Getoppt wird all das durch die unablässige und immer dümmlicher werdende Werbung für bestimmte Lebensmittel, die angeblich den abnehmen lassen sollen.Auch diesen Unsinn sollen die Konsumenten „schlucken“. Extremstes Beispiel ist die tägliche mit ein wenig nackter Haut aufgepeppte Werbung für das alberne Eiweißpulver Almased bis direkt in die Zeit vor den Abendnachrichten. Seit Jahren weise ich auf diesen Übelstand hin und habe auch den Kontakt zur zuständigen Staatsanwaltschaft aufgenommen, s. http://www.essenspausen.com/almased-irrefuehrungen/. Ich werte es als eine Facette unserer ernährungsneurotischen Gesellschaft, dass sie es nicht einmal schafft, mit den reichlich vorhandenen Mitteln des Rechtsstaats solche Missstände zu beseitigen.

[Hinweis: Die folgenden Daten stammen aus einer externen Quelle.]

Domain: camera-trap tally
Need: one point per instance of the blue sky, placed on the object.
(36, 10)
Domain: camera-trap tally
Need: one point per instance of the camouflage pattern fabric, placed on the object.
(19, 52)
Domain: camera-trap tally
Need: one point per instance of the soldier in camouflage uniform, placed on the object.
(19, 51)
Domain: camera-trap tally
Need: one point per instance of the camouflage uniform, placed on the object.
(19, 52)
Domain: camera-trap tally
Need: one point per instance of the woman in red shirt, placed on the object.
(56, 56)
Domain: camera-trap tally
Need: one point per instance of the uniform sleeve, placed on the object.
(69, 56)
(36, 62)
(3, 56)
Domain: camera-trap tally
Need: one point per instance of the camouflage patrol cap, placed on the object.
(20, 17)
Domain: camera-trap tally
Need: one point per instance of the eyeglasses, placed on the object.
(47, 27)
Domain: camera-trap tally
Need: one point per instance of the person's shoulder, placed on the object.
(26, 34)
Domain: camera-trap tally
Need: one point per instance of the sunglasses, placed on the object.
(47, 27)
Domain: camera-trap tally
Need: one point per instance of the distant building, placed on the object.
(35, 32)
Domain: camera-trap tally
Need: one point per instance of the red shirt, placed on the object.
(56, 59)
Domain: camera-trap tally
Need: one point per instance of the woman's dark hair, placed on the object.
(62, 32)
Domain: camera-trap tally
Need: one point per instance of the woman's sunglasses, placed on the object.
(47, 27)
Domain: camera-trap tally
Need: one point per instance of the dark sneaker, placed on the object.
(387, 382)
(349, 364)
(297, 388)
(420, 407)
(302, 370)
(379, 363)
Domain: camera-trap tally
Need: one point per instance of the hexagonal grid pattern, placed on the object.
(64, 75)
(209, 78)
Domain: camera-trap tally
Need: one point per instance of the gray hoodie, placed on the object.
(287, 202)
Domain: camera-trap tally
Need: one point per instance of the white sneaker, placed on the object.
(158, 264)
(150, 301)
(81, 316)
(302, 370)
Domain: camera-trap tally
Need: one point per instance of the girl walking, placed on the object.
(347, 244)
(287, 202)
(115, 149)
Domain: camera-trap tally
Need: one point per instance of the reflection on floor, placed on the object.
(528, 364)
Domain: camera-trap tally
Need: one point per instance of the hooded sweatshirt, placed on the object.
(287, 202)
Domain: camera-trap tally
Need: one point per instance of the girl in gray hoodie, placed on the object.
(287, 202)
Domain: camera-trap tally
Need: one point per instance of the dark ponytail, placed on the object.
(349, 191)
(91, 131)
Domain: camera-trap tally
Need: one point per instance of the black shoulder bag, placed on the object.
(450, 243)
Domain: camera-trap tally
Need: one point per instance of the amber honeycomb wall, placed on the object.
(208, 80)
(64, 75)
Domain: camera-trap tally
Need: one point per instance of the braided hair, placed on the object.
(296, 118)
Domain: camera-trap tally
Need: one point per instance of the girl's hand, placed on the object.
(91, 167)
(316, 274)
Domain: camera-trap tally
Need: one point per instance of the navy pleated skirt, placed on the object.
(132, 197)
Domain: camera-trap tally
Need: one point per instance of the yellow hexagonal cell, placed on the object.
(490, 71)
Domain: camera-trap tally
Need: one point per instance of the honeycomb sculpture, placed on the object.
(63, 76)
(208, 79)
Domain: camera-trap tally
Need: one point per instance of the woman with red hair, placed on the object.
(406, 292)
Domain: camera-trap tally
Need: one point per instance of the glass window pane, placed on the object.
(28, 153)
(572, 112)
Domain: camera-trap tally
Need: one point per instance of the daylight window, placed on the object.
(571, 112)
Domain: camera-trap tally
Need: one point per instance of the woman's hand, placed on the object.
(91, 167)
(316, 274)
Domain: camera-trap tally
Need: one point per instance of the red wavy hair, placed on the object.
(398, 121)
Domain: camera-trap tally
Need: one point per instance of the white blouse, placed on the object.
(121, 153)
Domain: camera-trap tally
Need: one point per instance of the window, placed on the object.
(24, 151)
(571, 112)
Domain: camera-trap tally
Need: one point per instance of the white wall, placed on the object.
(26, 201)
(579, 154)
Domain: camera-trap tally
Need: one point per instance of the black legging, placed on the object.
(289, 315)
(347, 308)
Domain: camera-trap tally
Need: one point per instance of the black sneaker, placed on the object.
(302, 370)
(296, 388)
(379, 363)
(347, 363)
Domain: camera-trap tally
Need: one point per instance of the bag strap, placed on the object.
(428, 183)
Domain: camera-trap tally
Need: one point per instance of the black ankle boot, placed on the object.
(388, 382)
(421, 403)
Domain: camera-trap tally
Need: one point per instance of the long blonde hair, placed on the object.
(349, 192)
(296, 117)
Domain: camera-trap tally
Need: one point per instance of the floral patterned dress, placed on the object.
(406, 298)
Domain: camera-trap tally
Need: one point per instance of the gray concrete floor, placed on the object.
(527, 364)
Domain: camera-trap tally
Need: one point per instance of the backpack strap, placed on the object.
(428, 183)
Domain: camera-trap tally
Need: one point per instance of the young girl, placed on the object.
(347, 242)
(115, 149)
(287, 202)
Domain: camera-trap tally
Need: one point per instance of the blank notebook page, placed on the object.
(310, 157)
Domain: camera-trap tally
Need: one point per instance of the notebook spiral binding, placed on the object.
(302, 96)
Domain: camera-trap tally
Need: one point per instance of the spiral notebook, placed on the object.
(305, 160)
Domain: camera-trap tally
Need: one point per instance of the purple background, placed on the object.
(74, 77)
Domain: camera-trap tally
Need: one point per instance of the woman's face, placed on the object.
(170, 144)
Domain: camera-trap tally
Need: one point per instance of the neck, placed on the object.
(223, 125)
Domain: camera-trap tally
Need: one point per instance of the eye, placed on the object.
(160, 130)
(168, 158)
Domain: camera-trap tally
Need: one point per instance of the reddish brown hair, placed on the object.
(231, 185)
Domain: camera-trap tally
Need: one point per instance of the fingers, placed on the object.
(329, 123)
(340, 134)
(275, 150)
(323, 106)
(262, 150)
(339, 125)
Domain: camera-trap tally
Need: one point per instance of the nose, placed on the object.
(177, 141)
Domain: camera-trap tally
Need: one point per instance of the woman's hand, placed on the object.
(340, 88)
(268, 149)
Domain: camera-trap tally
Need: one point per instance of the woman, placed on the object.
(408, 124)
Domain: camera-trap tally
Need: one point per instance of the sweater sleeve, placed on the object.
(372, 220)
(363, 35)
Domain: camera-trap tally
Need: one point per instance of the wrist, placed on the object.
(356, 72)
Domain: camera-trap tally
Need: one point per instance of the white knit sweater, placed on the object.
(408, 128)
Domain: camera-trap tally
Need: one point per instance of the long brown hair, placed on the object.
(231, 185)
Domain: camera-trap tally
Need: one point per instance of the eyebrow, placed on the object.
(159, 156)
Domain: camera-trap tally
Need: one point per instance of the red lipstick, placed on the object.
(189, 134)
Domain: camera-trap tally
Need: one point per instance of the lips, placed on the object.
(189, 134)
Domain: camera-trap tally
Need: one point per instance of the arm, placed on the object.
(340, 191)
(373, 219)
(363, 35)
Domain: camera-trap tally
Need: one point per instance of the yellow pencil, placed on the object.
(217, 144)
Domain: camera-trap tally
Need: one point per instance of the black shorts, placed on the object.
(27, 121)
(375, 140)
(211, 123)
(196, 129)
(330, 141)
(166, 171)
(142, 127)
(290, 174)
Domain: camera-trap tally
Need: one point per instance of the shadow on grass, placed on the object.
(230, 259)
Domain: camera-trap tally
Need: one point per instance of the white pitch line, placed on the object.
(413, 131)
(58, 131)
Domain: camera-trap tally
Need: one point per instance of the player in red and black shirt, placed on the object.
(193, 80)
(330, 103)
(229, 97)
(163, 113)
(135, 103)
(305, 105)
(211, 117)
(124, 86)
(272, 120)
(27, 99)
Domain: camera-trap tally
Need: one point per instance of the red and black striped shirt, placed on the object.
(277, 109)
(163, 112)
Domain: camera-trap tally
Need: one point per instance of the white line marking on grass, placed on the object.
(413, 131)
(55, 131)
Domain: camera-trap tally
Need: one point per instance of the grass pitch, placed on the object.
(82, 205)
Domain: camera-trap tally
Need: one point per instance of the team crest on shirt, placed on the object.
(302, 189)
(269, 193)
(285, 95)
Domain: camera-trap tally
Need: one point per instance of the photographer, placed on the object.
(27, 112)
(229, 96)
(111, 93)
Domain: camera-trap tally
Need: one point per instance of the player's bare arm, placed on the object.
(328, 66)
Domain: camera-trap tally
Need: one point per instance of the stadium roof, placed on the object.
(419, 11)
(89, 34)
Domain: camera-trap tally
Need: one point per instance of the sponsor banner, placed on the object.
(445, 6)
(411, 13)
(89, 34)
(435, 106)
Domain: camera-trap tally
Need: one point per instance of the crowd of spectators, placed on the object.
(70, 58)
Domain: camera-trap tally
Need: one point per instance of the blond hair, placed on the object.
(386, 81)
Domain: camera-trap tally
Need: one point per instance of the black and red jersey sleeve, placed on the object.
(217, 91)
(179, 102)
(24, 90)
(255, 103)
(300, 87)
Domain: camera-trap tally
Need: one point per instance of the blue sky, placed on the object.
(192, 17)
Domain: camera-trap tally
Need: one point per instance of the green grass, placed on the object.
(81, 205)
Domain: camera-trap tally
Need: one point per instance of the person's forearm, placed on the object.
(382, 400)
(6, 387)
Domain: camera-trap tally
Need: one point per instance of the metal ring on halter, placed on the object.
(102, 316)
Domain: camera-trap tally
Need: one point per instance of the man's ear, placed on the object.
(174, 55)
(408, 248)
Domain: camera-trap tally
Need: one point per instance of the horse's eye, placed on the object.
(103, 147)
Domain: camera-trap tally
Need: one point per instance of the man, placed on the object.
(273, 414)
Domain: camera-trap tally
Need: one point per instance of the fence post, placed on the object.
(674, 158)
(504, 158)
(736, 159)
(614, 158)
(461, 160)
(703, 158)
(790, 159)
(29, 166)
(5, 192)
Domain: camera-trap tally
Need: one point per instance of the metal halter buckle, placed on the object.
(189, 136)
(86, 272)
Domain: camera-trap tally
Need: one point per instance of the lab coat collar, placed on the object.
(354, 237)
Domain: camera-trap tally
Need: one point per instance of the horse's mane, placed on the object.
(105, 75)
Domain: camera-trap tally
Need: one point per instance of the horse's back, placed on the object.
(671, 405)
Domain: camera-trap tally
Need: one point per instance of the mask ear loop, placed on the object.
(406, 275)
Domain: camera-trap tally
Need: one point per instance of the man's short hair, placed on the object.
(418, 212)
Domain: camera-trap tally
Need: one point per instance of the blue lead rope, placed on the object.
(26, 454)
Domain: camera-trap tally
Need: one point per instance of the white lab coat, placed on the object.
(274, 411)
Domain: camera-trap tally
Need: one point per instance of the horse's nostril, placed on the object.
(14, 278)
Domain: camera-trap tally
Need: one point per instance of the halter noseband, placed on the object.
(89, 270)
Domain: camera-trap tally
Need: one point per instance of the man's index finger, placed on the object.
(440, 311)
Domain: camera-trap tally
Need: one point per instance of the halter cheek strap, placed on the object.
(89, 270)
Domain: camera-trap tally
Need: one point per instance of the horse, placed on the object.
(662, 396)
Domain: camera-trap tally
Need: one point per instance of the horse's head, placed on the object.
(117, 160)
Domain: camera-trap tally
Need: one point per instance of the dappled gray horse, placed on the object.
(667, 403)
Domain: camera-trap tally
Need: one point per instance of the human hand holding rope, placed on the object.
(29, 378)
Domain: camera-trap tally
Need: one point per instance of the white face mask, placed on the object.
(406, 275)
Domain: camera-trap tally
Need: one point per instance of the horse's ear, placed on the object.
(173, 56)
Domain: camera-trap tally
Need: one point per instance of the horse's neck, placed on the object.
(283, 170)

Weitreichende schädliche Wirkungen haben auch andere Diätvorschläge, wie sie uns seit der Zulassung der Werbung im Fernsehen und dann aber auch in allen Illustrierten und Programmzeitungen zu Hunderten vorgestellt worden sind. In meinem kleinen Buch „Essenpausen“, Via Nova, 2012 bin ich dem Gro von ihnen mal nachgegangen. Wegen des werbewirksamen Slogans hat sich die Idee vom „Schlank im Schlaf“ bei sehr vielen Kosnumenten im Kopf festgesetzt, s. http://www.essenspausen.com/schnapsidee-trennkost-schlank-im-schlaf/.Wie oft werde ich mit fragendem Unterton um meine Meinung gebeten, ob man überhaupt nach 18.00 Uhr noch etwas essen sollte, insbesondere solle man dann gar keine Kohlenhydrate mehr essen! Wir können das ohne Schaden so halten wir alle Südeuropäer, die abends essen wann sie wollen – auch spät – und sich dann direkt zum Schlafen legen.